Família Neeleman, da Azul, adquire 49% de empresa catarinense de tecnologia Segware/Divulgação

Luiz Bonatti e Daniel Neeleman, da Segware.

Foto: Segware / Divulgação

A empresa de tecnologia Segware, de Florianópolis, líder nacional em software para monitoramento de alarmes e automação residencial, vendeu 49% do seu capital para a holding DDN Group, do empresário americano Daniel Neeleman, filho do fundador e controlador da Azul Linhas Aéreas, o brasileiro-americano David Neeleman. Empresa familiar que iniciou atividade em 2001, a Segware é comandada pelo sócio-fundador Luiz Henrique Bonatti. Em 2012 se tornou multinacional com a abertura de filial em Miami. 

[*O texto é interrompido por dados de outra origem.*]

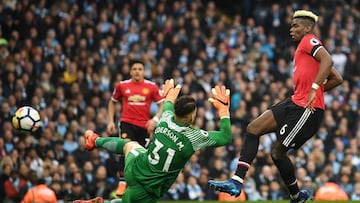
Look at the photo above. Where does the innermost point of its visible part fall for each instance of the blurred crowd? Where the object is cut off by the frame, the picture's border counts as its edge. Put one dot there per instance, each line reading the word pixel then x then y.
pixel 63 57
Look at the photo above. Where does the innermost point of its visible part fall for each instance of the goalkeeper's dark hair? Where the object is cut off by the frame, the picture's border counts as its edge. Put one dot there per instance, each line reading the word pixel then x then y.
pixel 184 105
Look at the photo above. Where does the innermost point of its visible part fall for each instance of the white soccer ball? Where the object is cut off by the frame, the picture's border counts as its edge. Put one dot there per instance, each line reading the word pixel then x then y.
pixel 26 120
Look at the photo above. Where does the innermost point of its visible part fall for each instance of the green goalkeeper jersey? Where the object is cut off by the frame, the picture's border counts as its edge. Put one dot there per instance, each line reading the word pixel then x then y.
pixel 172 146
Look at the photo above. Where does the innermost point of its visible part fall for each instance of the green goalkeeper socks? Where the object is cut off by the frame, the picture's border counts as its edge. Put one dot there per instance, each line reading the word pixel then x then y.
pixel 112 144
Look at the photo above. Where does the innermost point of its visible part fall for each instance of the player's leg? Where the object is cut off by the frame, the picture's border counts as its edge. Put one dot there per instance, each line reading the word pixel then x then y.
pixel 265 123
pixel 134 192
pixel 301 124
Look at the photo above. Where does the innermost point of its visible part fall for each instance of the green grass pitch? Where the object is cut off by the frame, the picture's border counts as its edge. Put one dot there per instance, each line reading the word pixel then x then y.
pixel 269 201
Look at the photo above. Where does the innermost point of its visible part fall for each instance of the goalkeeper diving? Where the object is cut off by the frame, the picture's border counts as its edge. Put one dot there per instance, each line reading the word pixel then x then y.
pixel 149 173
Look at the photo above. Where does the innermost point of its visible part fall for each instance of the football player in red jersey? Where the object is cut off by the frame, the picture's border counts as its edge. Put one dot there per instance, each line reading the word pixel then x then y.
pixel 296 119
pixel 136 96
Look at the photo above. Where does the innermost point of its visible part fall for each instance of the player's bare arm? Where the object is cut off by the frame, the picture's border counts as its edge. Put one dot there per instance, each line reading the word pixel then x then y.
pixel 111 129
pixel 326 64
pixel 333 80
pixel 325 67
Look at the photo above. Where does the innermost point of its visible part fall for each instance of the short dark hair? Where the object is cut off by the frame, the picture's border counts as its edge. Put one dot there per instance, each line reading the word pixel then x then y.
pixel 133 61
pixel 184 105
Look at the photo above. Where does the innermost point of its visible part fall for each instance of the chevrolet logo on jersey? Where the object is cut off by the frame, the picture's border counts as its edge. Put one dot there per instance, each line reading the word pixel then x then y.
pixel 136 98
pixel 146 91
pixel 123 135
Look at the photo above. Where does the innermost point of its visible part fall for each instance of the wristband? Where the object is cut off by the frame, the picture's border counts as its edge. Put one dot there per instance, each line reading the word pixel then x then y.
pixel 315 86
pixel 156 119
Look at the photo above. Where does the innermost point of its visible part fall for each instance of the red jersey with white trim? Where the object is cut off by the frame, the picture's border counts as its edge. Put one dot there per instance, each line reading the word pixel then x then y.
pixel 306 68
pixel 136 98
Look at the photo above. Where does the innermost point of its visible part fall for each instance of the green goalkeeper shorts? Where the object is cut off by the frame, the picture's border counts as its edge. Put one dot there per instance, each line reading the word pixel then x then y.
pixel 135 193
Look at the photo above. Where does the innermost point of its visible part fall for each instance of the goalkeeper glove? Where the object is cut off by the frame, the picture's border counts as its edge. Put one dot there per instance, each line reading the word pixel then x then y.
pixel 221 100
pixel 170 93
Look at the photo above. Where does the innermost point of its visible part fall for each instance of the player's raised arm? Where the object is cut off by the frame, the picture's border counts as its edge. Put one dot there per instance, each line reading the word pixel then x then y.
pixel 221 101
pixel 334 79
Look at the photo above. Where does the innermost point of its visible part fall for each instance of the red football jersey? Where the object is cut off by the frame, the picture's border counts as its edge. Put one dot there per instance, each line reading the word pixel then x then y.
pixel 306 68
pixel 136 99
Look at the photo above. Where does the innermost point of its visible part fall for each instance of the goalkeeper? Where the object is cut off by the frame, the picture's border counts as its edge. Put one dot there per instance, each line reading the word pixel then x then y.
pixel 150 173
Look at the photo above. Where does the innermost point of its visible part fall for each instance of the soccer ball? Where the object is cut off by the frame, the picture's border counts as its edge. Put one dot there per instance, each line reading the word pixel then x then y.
pixel 26 120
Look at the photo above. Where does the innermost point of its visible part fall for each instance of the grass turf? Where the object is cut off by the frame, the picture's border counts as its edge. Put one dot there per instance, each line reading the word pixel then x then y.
pixel 268 201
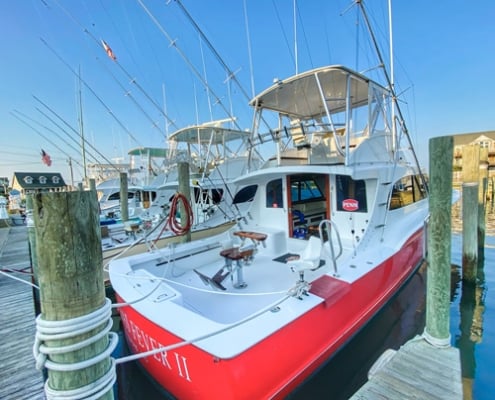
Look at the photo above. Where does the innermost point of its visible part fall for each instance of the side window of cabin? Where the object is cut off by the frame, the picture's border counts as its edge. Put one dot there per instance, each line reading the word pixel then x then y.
pixel 351 194
pixel 274 197
pixel 245 194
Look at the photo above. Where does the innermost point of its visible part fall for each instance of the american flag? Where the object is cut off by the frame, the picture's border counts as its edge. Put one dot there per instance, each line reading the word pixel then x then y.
pixel 46 158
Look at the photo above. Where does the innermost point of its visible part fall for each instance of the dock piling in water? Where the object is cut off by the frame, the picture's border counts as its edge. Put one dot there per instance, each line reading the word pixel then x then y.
pixel 124 202
pixel 72 329
pixel 470 211
pixel 437 328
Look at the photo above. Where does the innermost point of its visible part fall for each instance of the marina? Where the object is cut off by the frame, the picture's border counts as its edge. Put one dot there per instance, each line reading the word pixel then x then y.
pixel 29 383
pixel 290 241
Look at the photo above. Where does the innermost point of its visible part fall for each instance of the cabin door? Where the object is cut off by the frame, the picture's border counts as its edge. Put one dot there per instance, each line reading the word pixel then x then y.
pixel 308 199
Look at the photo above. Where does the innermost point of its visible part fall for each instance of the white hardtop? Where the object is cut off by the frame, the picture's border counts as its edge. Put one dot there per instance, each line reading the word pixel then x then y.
pixel 300 96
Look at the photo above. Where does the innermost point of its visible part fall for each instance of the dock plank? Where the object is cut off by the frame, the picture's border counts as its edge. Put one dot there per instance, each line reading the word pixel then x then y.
pixel 18 374
pixel 417 370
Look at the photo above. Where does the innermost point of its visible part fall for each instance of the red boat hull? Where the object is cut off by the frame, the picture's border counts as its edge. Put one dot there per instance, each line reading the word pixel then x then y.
pixel 277 365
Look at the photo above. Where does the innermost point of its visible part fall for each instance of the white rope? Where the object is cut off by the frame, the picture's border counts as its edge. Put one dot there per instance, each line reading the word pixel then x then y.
pixel 57 330
pixel 199 338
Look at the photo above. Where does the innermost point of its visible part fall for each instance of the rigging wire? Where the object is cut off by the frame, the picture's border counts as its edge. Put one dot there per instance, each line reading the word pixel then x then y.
pixel 73 130
pixel 14 114
pixel 173 43
pixel 132 79
pixel 230 74
pixel 401 121
pixel 93 92
pixel 20 114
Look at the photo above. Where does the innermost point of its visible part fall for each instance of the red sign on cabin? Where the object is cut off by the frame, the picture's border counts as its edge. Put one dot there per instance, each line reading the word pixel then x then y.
pixel 350 205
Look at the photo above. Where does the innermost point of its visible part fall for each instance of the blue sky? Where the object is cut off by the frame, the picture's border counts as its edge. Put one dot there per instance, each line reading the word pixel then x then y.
pixel 444 63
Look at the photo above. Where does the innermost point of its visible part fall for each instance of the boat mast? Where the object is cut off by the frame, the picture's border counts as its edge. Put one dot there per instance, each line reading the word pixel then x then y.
pixel 81 131
pixel 391 51
pixel 392 90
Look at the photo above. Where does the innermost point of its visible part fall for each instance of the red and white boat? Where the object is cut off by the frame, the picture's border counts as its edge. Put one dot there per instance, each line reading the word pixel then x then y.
pixel 335 229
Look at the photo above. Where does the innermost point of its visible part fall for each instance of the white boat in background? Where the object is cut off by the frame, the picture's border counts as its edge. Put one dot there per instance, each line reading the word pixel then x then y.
pixel 336 227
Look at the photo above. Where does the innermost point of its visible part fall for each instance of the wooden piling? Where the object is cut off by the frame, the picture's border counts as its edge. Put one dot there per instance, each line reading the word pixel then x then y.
pixel 185 189
pixel 483 182
pixel 124 201
pixel 470 211
pixel 71 279
pixel 437 328
pixel 33 251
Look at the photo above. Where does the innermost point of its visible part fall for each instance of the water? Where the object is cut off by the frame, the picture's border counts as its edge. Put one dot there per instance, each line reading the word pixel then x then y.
pixel 472 327
pixel 472 312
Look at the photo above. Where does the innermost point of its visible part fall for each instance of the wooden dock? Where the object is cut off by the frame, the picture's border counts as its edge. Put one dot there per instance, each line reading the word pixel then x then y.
pixel 417 370
pixel 19 377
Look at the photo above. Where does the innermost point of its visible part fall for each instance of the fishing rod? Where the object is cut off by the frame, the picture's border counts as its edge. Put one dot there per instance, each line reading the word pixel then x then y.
pixel 110 54
pixel 50 130
pixel 39 133
pixel 93 92
pixel 73 130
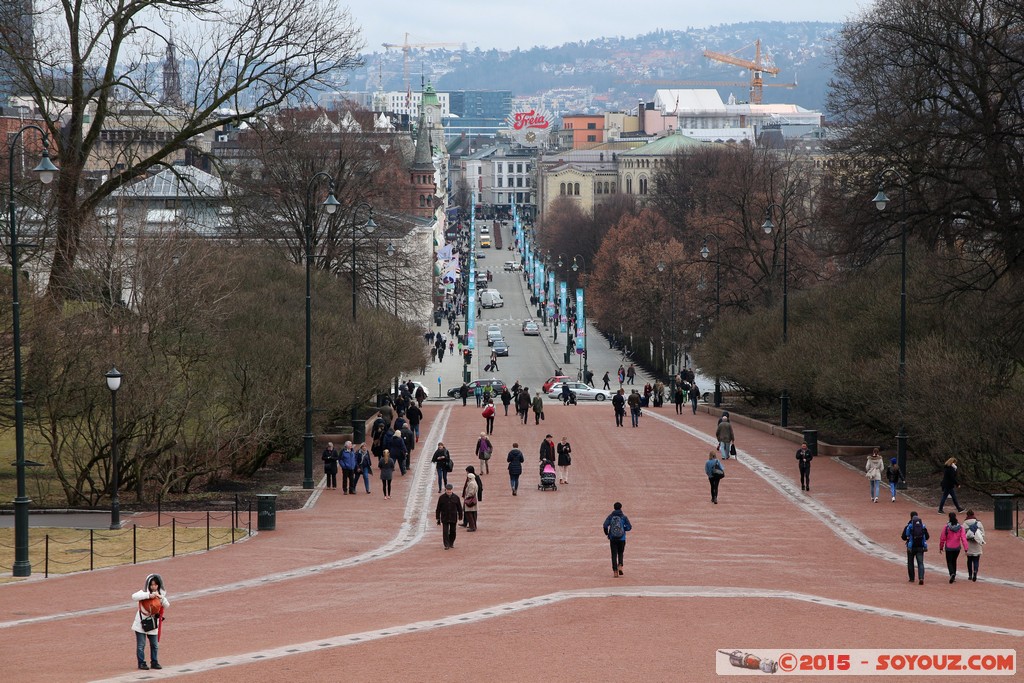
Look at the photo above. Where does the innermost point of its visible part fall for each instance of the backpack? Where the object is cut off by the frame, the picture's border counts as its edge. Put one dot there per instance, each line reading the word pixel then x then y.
pixel 616 528
pixel 915 535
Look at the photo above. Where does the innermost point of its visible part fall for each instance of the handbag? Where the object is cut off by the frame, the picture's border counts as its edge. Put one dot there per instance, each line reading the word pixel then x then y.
pixel 147 624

Forte no setor de segurança empresarial, tem clientes em 12 países da América Latina. Além do Brasil, está na Colômbia, México, Argentina, Peru, Costa Rica, Nicarágua e outros.
Ontem, Daniel Neeleman (D) visitou a sede da empresa no Corporate Park, em Florianópolis, onde foi recebido por Bonatti (E). O interesse na joint-venture foi mútuo, comentou o empresário catarinense. A família Neeleman conheceu o segmento de segurança quando teve uma empresa de serviços, a VigZul,  gostou e estava interessada em investir em empresas de tecnologia na área. A negociação durou seis meses e David Neeleman também participou. 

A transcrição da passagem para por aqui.